6/30/2010 05:47:00 PM  
Anonymous An artist said...

I agree with you (and I don't even own a car). There is oil heat in my building, fossil fuels are used to make almost everything I own. And those fuels have to come from somewhere. Should we get them from Saudi Arabia, where women are beaten for not wearing headscarves? Or the gulf, where they may damage already fragile ecosystems?

Those who do the latter are certainly responsible when their negligence causes a disaster such as this. But they're not the most culpable. They are giving us what we want, and due to lack of current alternatives - what we need.

Turning down money from BP, is that a way to make yourself feel less complicit?

We've been at war in Iraq for 7 years - a war most artists like myself opposed - and have caused countless damage and casualties. We've tortured innocent people with impunity in secret prisons worldwide. Should we turn down government funding for the arts? I'd like the artists who benefited from this regime to return their Guggenheims and their NEA's. Not so fast you say?

Alright then, what about the foundations? They are there for the good of all, untainted by either government or corporate malfeasance. But where did they get their money, all those endowments? Oil, gas, diamonds, the military-industrial complex, labor-law flouting business interests, and if it's really old money - slavery. I could list more but I think I've made my point.

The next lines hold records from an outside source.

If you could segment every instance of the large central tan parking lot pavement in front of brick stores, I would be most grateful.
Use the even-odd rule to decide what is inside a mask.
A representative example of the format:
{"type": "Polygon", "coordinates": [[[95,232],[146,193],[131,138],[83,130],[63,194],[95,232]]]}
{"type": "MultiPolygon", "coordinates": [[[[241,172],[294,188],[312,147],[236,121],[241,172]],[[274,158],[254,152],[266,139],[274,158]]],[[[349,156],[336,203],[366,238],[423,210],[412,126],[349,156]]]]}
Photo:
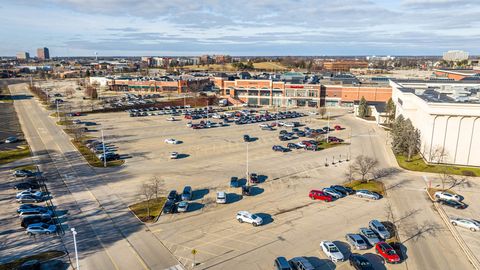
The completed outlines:
{"type": "MultiPolygon", "coordinates": [[[[342,118],[350,117],[337,117],[330,125],[343,125],[342,118]]],[[[166,118],[129,117],[125,112],[80,117],[83,121],[97,122],[106,142],[115,143],[119,151],[128,155],[120,172],[128,177],[109,183],[125,201],[138,201],[140,183],[153,176],[165,180],[167,191],[181,192],[183,186],[192,186],[194,198],[188,212],[163,215],[158,223],[150,226],[185,266],[191,266],[191,252],[196,249],[199,269],[265,269],[271,267],[277,256],[307,256],[320,269],[346,269],[348,262],[335,266],[327,260],[320,252],[320,241],[336,241],[340,249],[348,253],[345,234],[358,232],[360,227],[368,226],[371,219],[385,218],[383,199],[370,201],[348,196],[325,203],[308,198],[311,189],[344,182],[348,144],[317,152],[303,149],[274,152],[275,144],[286,146],[288,142],[302,139],[282,142],[279,131],[286,128],[261,130],[258,123],[231,123],[226,127],[194,130],[186,127],[191,120],[167,121],[166,118]],[[244,142],[245,134],[253,140],[244,142]],[[181,143],[166,144],[164,140],[168,138],[181,143]],[[247,144],[248,171],[257,173],[262,180],[254,196],[242,197],[240,189],[229,187],[229,181],[232,176],[246,176],[247,144]],[[170,159],[172,151],[182,156],[170,159]],[[215,204],[217,191],[226,191],[230,202],[215,204]],[[265,224],[252,227],[238,223],[235,215],[240,210],[258,214],[265,224]],[[243,256],[249,259],[243,260],[243,256]]],[[[295,121],[310,128],[327,124],[317,116],[295,121]]],[[[331,135],[348,143],[350,133],[345,126],[343,130],[332,131],[331,135]]],[[[373,248],[365,252],[377,265],[376,269],[385,267],[373,248]]]]}

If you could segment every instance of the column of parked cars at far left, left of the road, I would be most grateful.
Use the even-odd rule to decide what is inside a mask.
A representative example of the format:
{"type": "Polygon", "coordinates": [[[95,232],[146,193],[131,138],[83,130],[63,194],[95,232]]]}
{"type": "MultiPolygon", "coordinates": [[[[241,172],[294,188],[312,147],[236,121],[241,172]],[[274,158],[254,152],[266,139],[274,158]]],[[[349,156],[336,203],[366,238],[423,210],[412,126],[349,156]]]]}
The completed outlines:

If you live in the 21st century, you are no more nor less culpable for the state of the world than any other individual. You can sign pointless petitions and feel morally superior. Or you can go ahead and take that dirty money (everyone's money) and use it to make art and change. At least that would put it to good use.

7/01/2010 01:23:00 AM  
Anonymous Franklin said...

I'm not familiar with the others, but Gablik and Lippard have made their careers out of taking up politically convenient positions. This latest example may be hollow and ineffectual, but it is in character.

7/01/2010 10:15:00 AM  
Anonymous Cedric C said...

Sometimes (often) you accept to participate in a festival and the sponsors haven't been decided yet.
I wonder how many artists cringe when they see a sponsor they don't like, but then think "what the hell..." because there is a limit to self-sabotaging your career.

Cedric C

7/01/2010 10:38:00 AM  
Blogger isabelle said...

Point taken that we are all somewhat guilty, since we all use fossil fuel to a large degree to power our lifestyle.
However, in all these degrees of evil, the fact remains that BP has by far more safety violations than any other oil company.
I also cannot begrudge someone protesting the sponsor of an institution that one has worked with, even if said sponsor has been around for 20 years.
Our modern society is very complicated, and a lot of unsavory dependencies are hard to track. Besides, I don't have time to double-check every one I have business dealings with; yet I don't think that makes me a hyprocrite if I am made aware of unethical behavior from previous partners, and I decide to boycott them.